For my taxable cash accounts I'm thinking of abandoning my strategies, lock in some losses, and switch to buy and hold a few oversold stocks (I'll still be 100% invested). The reasoning is:
It will be a while before things settle, some sort of compromise is reached with tariffs, and analysts review their estimates.
I don't think ranks based on past data mean much at the moment, so what's the point of rebalancing? Perhaps after earnings things will normalize again.
It's just easier mentally
Buy and hold time frame 1mo-3mo (after earnings)
What do you think?
What stocks would you pick?
What other strategy (simple to implement) would you use right now?
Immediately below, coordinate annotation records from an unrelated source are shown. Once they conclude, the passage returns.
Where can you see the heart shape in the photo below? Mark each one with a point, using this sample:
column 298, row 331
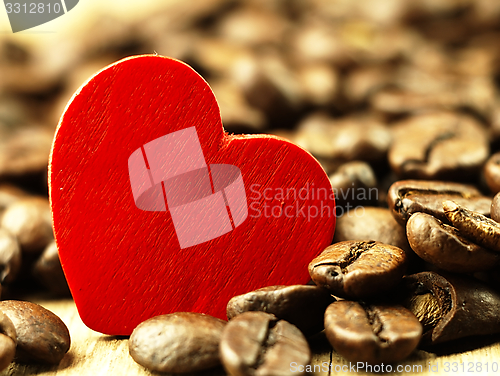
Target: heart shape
column 24, row 15
column 120, row 242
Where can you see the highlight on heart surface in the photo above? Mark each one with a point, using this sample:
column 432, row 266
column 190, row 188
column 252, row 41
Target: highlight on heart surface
column 171, row 172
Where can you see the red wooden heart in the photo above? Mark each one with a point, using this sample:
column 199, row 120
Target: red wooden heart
column 122, row 255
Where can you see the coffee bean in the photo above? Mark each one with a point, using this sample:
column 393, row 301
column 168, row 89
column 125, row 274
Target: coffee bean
column 495, row 208
column 49, row 272
column 371, row 333
column 30, row 220
column 259, row 344
column 444, row 246
column 451, row 306
column 42, row 337
column 441, row 145
column 374, row 224
column 406, row 197
column 178, row 342
column 365, row 81
column 354, row 183
column 401, row 102
column 10, row 256
column 25, row 151
column 8, row 339
column 320, row 83
column 357, row 138
column 476, row 227
column 492, row 172
column 9, row 194
column 302, row 306
column 358, row 269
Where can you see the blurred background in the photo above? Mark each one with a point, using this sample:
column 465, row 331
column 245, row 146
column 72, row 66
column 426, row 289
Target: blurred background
column 334, row 76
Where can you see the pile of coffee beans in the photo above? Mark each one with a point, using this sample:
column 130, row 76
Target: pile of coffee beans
column 399, row 102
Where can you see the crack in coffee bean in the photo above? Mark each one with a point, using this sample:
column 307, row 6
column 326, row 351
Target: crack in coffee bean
column 446, row 247
column 374, row 333
column 476, row 227
column 354, row 253
column 353, row 269
column 466, row 306
column 406, row 197
column 259, row 344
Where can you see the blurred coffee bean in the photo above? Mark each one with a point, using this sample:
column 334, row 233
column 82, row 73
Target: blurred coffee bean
column 357, row 138
column 492, row 172
column 41, row 336
column 495, row 208
column 451, row 306
column 259, row 344
column 217, row 56
column 252, row 27
column 446, row 247
column 372, row 333
column 474, row 226
column 373, row 224
column 9, row 194
column 270, row 86
column 25, row 68
column 363, row 82
column 236, row 114
column 48, row 271
column 406, row 197
column 302, row 306
column 320, row 84
column 358, row 269
column 354, row 183
column 30, row 221
column 10, row 256
column 399, row 102
column 25, row 151
column 315, row 41
column 439, row 145
column 178, row 342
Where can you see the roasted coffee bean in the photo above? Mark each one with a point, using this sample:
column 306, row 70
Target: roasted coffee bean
column 354, row 183
column 358, row 269
column 441, row 145
column 451, row 306
column 445, row 247
column 9, row 194
column 25, row 152
column 372, row 333
column 495, row 208
column 492, row 172
column 476, row 227
column 400, row 102
column 49, row 272
column 259, row 344
column 42, row 337
column 302, row 306
column 177, row 342
column 30, row 220
column 8, row 339
column 373, row 224
column 406, row 197
column 10, row 256
column 349, row 139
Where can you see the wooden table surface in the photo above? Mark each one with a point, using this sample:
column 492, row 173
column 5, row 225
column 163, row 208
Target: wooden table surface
column 92, row 353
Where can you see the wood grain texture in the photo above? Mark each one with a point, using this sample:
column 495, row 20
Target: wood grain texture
column 92, row 353
column 124, row 265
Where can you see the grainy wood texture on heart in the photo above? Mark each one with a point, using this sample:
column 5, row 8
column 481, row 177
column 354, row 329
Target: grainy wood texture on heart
column 124, row 264
column 92, row 353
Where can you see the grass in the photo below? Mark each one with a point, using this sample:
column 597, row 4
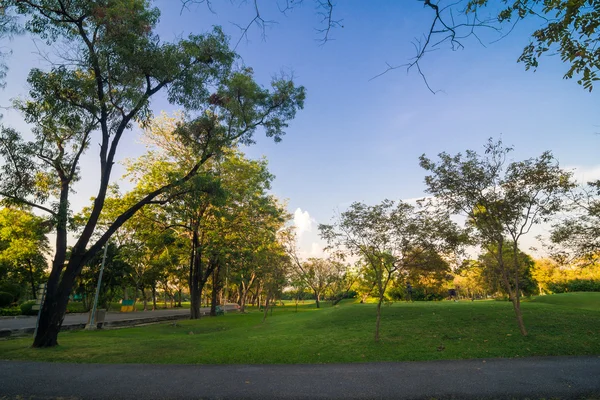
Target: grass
column 558, row 325
column 586, row 301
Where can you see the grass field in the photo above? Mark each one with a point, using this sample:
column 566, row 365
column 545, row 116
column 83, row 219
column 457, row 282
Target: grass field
column 566, row 324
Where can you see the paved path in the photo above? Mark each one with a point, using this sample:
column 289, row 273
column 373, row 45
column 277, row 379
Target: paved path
column 76, row 321
column 532, row 378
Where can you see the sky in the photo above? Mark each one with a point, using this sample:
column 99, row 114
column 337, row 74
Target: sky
column 358, row 138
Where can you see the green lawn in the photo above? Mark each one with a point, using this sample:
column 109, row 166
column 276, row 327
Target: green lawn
column 410, row 331
column 586, row 301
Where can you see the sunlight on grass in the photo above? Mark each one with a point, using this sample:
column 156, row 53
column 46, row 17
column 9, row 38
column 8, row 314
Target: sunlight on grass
column 344, row 333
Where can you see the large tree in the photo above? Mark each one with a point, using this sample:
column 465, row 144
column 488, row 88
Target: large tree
column 116, row 64
column 501, row 201
column 568, row 28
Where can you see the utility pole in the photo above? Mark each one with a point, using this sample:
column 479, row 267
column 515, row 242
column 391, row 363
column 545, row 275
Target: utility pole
column 91, row 326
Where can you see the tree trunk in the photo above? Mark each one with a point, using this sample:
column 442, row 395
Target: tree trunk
column 195, row 293
column 31, row 279
column 266, row 307
column 378, row 319
column 154, row 308
column 144, row 299
column 514, row 298
column 59, row 283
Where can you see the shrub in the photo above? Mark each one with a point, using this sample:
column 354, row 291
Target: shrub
column 77, row 307
column 6, row 299
column 10, row 312
column 26, row 308
column 11, row 288
column 575, row 285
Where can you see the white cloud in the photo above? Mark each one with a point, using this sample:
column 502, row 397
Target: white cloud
column 316, row 250
column 302, row 221
column 584, row 174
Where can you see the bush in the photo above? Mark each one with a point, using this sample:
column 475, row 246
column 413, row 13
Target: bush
column 11, row 288
column 77, row 307
column 575, row 285
column 6, row 299
column 26, row 308
column 10, row 312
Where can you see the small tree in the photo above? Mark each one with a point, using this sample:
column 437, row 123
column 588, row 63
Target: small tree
column 389, row 238
column 501, row 200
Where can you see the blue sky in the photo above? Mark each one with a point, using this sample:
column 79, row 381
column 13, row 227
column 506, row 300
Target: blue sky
column 359, row 139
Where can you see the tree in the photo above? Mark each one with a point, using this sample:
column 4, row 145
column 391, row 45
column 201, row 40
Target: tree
column 493, row 274
column 567, row 28
column 501, row 201
column 316, row 273
column 8, row 27
column 23, row 248
column 389, row 238
column 118, row 65
column 578, row 234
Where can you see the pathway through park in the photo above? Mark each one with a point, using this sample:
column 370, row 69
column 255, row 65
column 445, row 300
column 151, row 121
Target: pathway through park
column 531, row 378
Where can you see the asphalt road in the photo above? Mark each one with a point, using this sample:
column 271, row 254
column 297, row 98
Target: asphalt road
column 531, row 378
column 76, row 319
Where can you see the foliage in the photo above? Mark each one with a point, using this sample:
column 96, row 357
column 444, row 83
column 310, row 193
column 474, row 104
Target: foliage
column 575, row 285
column 491, row 273
column 6, row 299
column 27, row 308
column 501, row 201
column 23, row 246
column 390, row 239
column 96, row 92
column 578, row 235
column 10, row 312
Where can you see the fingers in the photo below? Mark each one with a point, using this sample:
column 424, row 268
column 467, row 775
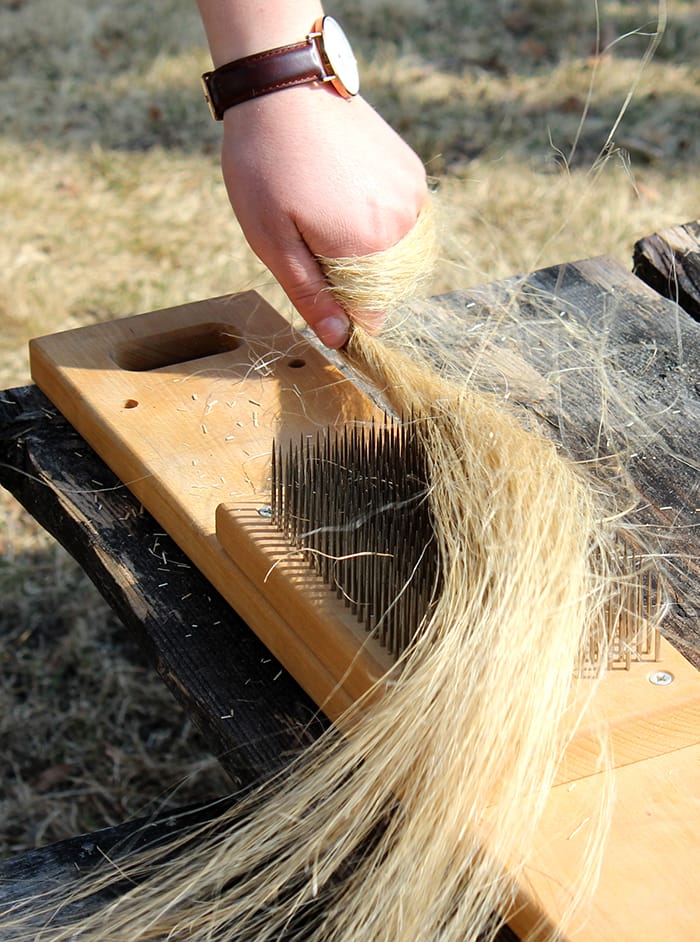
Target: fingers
column 304, row 283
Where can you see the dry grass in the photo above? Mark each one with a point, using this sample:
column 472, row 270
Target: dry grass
column 111, row 203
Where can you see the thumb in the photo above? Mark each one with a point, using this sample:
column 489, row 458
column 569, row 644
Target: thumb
column 304, row 283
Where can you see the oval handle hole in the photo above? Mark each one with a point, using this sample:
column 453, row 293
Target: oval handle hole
column 175, row 346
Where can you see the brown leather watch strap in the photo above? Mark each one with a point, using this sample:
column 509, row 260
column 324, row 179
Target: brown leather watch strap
column 261, row 73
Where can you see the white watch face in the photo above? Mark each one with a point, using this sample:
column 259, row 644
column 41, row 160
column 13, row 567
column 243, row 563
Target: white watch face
column 340, row 55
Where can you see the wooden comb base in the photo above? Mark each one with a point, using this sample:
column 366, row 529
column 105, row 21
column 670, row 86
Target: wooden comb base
column 183, row 404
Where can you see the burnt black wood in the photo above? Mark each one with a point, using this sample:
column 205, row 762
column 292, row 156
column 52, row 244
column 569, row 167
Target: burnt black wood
column 253, row 715
column 669, row 261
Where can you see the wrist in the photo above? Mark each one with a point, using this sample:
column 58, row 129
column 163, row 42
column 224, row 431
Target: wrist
column 238, row 28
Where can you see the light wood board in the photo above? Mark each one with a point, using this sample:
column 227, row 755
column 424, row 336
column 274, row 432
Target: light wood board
column 184, row 403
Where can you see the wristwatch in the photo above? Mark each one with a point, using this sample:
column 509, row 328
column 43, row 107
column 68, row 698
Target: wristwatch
column 325, row 55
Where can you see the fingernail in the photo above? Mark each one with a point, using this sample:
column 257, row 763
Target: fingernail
column 333, row 331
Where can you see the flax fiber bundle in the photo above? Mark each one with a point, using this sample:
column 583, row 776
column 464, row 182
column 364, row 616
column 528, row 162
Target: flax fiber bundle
column 399, row 829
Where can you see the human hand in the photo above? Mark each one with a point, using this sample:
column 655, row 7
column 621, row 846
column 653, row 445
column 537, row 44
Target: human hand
column 309, row 173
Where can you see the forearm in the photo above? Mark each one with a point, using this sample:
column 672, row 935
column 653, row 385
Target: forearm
column 237, row 28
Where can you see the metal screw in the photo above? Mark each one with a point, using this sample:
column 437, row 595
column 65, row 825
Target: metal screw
column 661, row 678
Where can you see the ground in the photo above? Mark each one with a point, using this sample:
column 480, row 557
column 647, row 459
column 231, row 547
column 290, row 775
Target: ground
column 552, row 134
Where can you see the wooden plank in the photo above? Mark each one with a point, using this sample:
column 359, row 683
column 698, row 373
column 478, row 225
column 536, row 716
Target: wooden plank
column 669, row 261
column 105, row 408
column 188, row 434
column 253, row 715
column 648, row 881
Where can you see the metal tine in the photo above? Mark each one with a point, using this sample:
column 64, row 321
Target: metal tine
column 360, row 493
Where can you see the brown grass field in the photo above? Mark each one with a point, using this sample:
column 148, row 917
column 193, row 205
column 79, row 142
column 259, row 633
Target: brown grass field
column 111, row 203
And this idea may not be too risky with the potential for some gain:
Gold tends to perform surprisingly well during recessions—often serving as both an inflation hedge and a flight-to-safety asset. Gold miners, while more volatile, can potentially amplify that effect.
My understanding is that gold miners effectively act as leveraged plays on GLD, mainly due to their operational gearing and debt structures. So for those seeking equity-based exposure with both inflation and recession hedging potential, they might be worth a closer look.
I have been predicting a major drawdown after Trump was elected for a while and have been conservative for that reason.
I don't think it is just tariffs. I think the Fed—all things being equal—would rather get inflation under control now and have everyone speculate if it was tariffs or something else Trump has done (not money-printing) that required such aggressive action. Not criticizing just human.
Government workers have not shown up on unemployment numbers just yet either.
China is in the headlines today.
I don't know obviously, but I would not be surprised if some negative factors line up to cause a significant drawdown. My 2 cents.
I'm going to remain conservative for a while longer but I agree there is always a bounce at the bottom.
People who think they are good at guessing direction can use futures as a tool to express their beliefs, and have more leverage.
But CTAs that rely on qualitative analysis (like LOTIX) have a worse excess return-to-risk ratio compared to quantitative CTAs (like AQMRX). Even though the latter have traded many products to hedge their risk, they still do badly.